Le Président (M. Ouellette) : Oui, M. Sauvageau.

M. Sauvageau (Florian) : ...le problème qui se posait dans l'opinion publique l'année dernière et qui pourrait, comme vous venez de le dire, se poser si un fils Desmarais décidait de faire de la politique... ça serait exactement le même problème si un fils Desmarais était élu et devenait chef du Parti libéral, par exemple. D'où, moi, il me semble que la solution à ce... les inquiétudes viennent du fait qu'on craint que les médias de ce propriétaire se mettent à son service.

Alors, le problème en est peut-être un de déontologie parlementaire, mais le problème en est, à mon humble avis, d'abord un de déontologie des médias et de déontologie des journalistes. Et c'est pour ça que, pour calmer les inquiétudes dans l'opinion publique, la solution doit venir des médias. Il faut trouver une façon de garantir l'indépendance des médias pour que la diversité, qu'on souhaite tous, continue à exister dans les médias. Et ça, humblement, je pense que vous n'avez pas grand-chose à voir là-dedans, c'est une affaire de média. Il faut le moins possible... évidemment, moi, je suis de la vieille tradition, là, mais, dans la tradition des vieux journalistes, l'État doit rester le plus loin possible de la vie des médias, de la rédaction des médias, et je pense que la meilleure façon pour le Québec de faire les manchettes sur la scène internationale, ce serait d'adopter une loi ou une règle, comme on l'a souhaité à un moment donné, interdisant à un propriétaire de média de faire de la politique. Je pense que le Québec serait ridiculisé sur la scène internationale si jamais on fait ça.

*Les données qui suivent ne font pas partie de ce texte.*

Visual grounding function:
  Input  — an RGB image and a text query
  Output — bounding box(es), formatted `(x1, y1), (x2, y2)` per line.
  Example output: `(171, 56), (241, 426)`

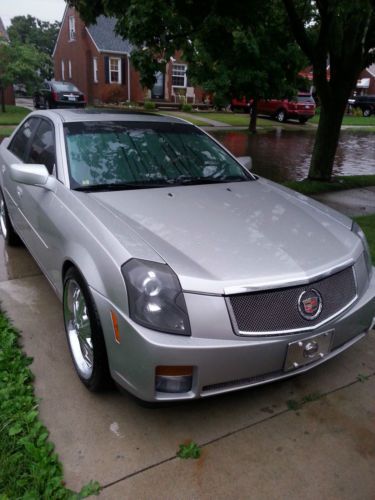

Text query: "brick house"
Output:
(0, 17), (15, 105)
(53, 6), (202, 104)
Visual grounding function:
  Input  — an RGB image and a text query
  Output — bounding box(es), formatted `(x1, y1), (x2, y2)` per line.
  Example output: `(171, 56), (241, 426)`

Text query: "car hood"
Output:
(85, 179), (361, 294)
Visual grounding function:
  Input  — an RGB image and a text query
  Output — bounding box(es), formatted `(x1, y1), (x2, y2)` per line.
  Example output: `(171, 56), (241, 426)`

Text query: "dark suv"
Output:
(34, 81), (86, 109)
(350, 95), (375, 116)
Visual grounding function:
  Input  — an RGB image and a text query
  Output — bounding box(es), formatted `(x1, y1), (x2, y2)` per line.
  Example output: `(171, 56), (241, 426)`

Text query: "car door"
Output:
(1, 117), (39, 234)
(13, 118), (59, 283)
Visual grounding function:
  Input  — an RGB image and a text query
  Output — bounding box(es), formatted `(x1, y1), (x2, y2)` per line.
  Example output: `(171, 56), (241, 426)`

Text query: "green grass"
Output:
(309, 115), (375, 127)
(0, 106), (31, 125)
(354, 214), (375, 266)
(0, 313), (99, 500)
(283, 175), (375, 195)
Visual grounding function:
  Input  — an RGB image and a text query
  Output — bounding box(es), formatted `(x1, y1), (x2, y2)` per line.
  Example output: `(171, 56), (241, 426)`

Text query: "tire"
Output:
(63, 267), (112, 392)
(275, 109), (286, 123)
(0, 191), (21, 247)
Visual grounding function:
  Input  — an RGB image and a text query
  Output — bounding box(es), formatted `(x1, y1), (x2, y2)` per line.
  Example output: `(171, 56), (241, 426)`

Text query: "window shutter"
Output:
(104, 56), (109, 83)
(121, 57), (126, 85)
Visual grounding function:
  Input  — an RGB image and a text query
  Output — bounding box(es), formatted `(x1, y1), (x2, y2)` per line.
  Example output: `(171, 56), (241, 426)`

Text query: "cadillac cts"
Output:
(0, 110), (375, 401)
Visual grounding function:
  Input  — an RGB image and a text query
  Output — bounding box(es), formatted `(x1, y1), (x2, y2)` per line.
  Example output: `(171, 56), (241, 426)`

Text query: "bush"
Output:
(101, 83), (127, 104)
(181, 104), (193, 113)
(143, 101), (156, 111)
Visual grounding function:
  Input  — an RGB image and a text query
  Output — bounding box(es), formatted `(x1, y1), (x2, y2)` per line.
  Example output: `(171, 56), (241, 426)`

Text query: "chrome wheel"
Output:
(64, 279), (94, 379)
(0, 195), (8, 239)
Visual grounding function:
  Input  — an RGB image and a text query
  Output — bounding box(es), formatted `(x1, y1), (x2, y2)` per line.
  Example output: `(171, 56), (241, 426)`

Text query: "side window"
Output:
(26, 120), (56, 174)
(8, 118), (39, 162)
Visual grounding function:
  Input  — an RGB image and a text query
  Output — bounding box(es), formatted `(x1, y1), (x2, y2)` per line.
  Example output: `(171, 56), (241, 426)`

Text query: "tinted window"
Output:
(8, 118), (39, 162)
(27, 120), (55, 174)
(52, 82), (79, 92)
(64, 122), (251, 188)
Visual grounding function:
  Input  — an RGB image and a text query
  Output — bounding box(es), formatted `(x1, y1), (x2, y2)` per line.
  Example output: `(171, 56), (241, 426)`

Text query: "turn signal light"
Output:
(155, 366), (193, 393)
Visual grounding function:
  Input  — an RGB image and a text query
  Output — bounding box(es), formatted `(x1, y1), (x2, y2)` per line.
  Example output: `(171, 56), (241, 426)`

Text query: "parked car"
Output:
(231, 92), (316, 123)
(0, 109), (375, 401)
(348, 95), (375, 116)
(33, 81), (86, 109)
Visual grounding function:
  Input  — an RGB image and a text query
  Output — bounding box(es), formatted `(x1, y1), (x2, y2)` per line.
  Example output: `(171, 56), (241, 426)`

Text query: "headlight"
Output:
(121, 259), (190, 335)
(352, 222), (372, 276)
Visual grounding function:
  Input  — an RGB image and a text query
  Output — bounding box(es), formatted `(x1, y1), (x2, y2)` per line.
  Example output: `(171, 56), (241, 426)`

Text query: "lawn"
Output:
(0, 106), (31, 125)
(0, 312), (99, 500)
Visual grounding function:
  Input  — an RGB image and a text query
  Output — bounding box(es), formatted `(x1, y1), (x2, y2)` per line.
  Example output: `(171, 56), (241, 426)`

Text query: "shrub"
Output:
(143, 101), (156, 111)
(181, 104), (193, 113)
(101, 83), (127, 104)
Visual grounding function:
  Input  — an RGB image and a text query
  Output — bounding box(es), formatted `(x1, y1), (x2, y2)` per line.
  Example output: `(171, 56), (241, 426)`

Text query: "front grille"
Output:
(227, 267), (357, 334)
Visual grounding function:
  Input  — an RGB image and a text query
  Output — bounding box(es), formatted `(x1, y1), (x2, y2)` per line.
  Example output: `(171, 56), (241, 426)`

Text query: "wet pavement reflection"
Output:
(211, 127), (375, 182)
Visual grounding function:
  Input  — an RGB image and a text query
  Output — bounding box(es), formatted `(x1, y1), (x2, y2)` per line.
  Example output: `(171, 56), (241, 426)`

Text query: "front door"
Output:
(151, 71), (164, 99)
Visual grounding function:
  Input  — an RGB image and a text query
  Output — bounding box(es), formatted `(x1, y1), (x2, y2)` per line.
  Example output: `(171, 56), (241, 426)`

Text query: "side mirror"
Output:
(237, 156), (253, 170)
(10, 163), (54, 191)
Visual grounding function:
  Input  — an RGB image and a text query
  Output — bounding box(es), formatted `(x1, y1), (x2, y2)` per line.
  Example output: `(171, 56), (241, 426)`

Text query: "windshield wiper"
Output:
(73, 182), (167, 193)
(168, 175), (251, 186)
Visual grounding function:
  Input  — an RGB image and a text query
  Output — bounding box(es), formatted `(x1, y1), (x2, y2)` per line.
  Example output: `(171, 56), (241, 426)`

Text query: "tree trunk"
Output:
(309, 98), (347, 181)
(0, 87), (5, 113)
(249, 99), (258, 134)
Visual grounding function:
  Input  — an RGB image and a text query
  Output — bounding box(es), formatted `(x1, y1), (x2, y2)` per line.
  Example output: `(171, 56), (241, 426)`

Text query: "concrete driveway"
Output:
(0, 238), (375, 500)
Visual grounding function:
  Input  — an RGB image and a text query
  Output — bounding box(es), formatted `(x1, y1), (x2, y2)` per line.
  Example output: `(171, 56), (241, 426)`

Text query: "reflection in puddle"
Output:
(212, 128), (375, 182)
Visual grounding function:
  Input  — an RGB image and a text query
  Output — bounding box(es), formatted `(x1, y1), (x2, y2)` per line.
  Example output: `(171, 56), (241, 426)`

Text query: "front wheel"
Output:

Je ne vois pas pourquoi, moi, si je décidais de devenir maire de Sainte-Pétronille de L'Île-d'Orléans, quelqu'un viendrait me dire que je ne peux pas lancer une feuille partisane à mon service. Ça fait partie de la liberté d'expression, ça fait partie de la liberté de presse, et personne n'a rien à dire là-dedans. Et moi, j'applique mutatis mutandis les mêmes règles à la politique provinciale et à la politique fédérale. Pensez-vous que Conrad Black, quand il a fondé le National Post en disant : Il y a trop de journalistes gauchistes au Canada, et qu'il a décidé d'appuyer le Parti conservateur... Conrad Black, c'était un ami de Brian Mulroney. Conrad Black n'était pas un élu au Canada. Ensuite, il est devenu lord de je ne sais plus quoi en Grande-Bretagne. Et, quand il était lord de je ne sais plus quoi en Grande-Bretagne, il était aussi le propriétaire du Daily Telegraph, quotidien conservateur britannique. Et on peut ne pas aimer ça. Moi, je l'ai dit tout à l'heure, je n'aime pas ça, parce que je pense qu'il faut éviter les fréquentations trop rapprochées entre les politiciens et les journalistes, mais, les choses étant ce qu'elles sont, il faut vivre avec ça puis trouver à ça des solutions imparfaites, mais les seules solutions possibles.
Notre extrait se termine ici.